In response to the pandemic the Iowa Board of Health, like those in the surrounding states, placed the entire state under quarantine. Public gathering places closed, including schools, theaters, and churches. Face masks became part of being dressed appropriately when interacting with others in public spaces, although some, including public officials, resisted wearing them. Businesses slowed down or shuttered. People self-consciously stopped shaking hands. Doctors and nurses felt overwhelmed and often unequipped to deal with the crisis.
The year was 1918. The pandemic was caused by an H1N1 virus and became known as the Spanish Influenza, but not because it had come from Spain. Spain was a neutral country during WWI and, unlike other European countries hit by the disease, had no reason to hide the truth about the flu’s impact. Historians estimate that the virus infected about one-third of the world’s population. At least ten percent of those infected died. World-wide 50 million people or more succumbed to the virus or to secondary infections. In the U.S., the death toll was about 675,000 people. In Iowa, according to Professor Steffan Schmidt of Iowa State University, an estimated 93,000 people were infected and over 6,000 died.
Our current experience with the novel corona-virus (COVID-19), 102 years later, shows disquieting parallels. Because there was/is no medical “cure” for the viruses, our responses then and now are not that different: travel restrictions, educational campaigns, ban-ning of gatherings, social distancing, face masks, plenty of hand-washing, traceing contacts, and hospitalization with oxygen remain the main techniques. Both in 1918 and 2020 some people advocated treatments that were at best untested and at worst harmful. Now as then, states and cities varied in their response to the virus. In 1918, the city of Philadelphia did not implement a timely quarantine, its health director believing the virus was simply normal flu. Instead, the city waited until after an annual celebration had passed. The city of St. Louis did implement a timely quarantine, and the mortality rate in St. Louis was one-eighth that of Philadelphia. As the city went, so went the state. Pennsylvania had the highest mortality rate in the country—880 per 100,000. Nearly 0.9 percent of the population died.
In 2020, Iowa has been one of a handful of states that did not require a shelter-in-place response to the pandemic. As Rootstalk goes to press, Iowa has recorded 27,197 infected and 695 fatalities. Needless to say, these numbers are not final. Indeed, it is impossible to know at this point when the final number will be reached. The Spanish Influenza pandemic is often considered to have lasted about fifteen months. Today, experts are widely predicting a resurgence of the disease in the autumn of 2020. In 1918, when restrictions on social gatherings were lifted, often 2-8 weeks after they were enacted, the virus flared up again.
Another parallel between the pandemics of 1918 and 2020 can be found in their devastating impact on the economy. We are only at the beginning of this impact today. Of particular interest in Iowa and the prairie region are the connections between pandemics and our system of food and agriculture. In 1918, labor shortages caused by the Spanish Flu resulted in some crops not getting harvested.
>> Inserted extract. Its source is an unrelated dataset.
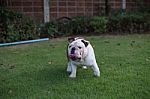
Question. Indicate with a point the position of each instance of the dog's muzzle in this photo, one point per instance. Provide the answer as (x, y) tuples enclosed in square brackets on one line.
[(74, 57)]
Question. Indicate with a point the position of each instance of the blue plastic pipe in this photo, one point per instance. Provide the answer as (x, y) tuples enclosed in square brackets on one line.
[(23, 42)]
This seems unlikely today due to the highly mechanized nature of Midwest agriculture, but a counterpart is the high rate of COVID-19 infection in meat-packing plants in the region and the consequent disruptions to the supply chain. The proximity of the workers is one of the causes. The ethnic makeup of those workers explains one of the consequences: a disproportionately high infection rate among Latinos. In Iowa, for example, where Latinos constitute six per-cent of the population but a much higher percentage of meat-packing plant workers, they are experiencing 23 percent of the diagnosed cases. Other factors predisposing this population to higher rates of morbidity are poor diet, a history of hypertension, and impaired access to medical resources due to low income and a lack of secure membership in their communities.
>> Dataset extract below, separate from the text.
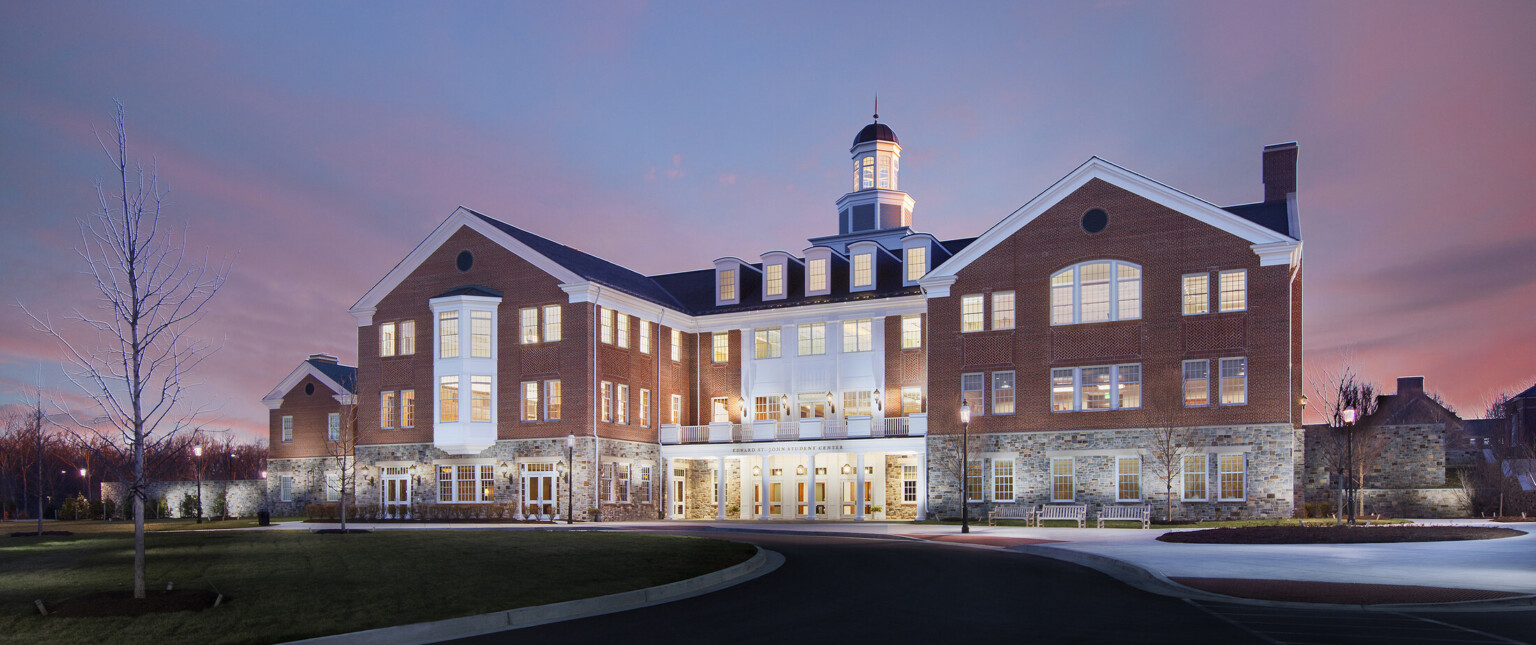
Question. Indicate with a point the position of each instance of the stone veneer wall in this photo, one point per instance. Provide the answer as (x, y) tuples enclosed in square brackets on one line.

Farmers today are facing bottlenecks in food supply chains, preventing them from getting meat, milk, and crops to market. This has led, in various parts of the country, to farmers dumping excess milk, burying excess onions, and euthanizing excess hogs — a painfully ironic tragedy when millions of people face food shortages due to limited supplies or unemployment related to the coronavirus. According to a recent CNBC News analysis, meat shortages are likely to last through the pandemic. It is hard to avoid the conclusion that the structure of our industrialized food system lies at the heart of these problems. Would the impact of the coronavirus have been different if we had a more localized food system, with shorter supply chains and less centralized and concentrated production processes?
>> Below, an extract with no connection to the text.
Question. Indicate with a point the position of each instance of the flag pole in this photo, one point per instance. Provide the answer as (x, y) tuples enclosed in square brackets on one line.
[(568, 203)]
That is one of many questions the pandemic demands we address. Right now, we are in the midst of coping with it. When it subsides, the nation and the world will have an opportunity to rethink how we deliver health care, how we raise food, how we distribute wealth, how we govern ourselves, and how different governments and different levels of government should coordinate with each other. The choices we make will affect not only the severity of the next pandemic (which most experts think will not wait another century to strike us) and how we respond to it, but also the kind of society in which we live. Beyond even that, the choices will indicate our character as a nation. And at the deepest level, the choices the world makes will reveal much about human nature.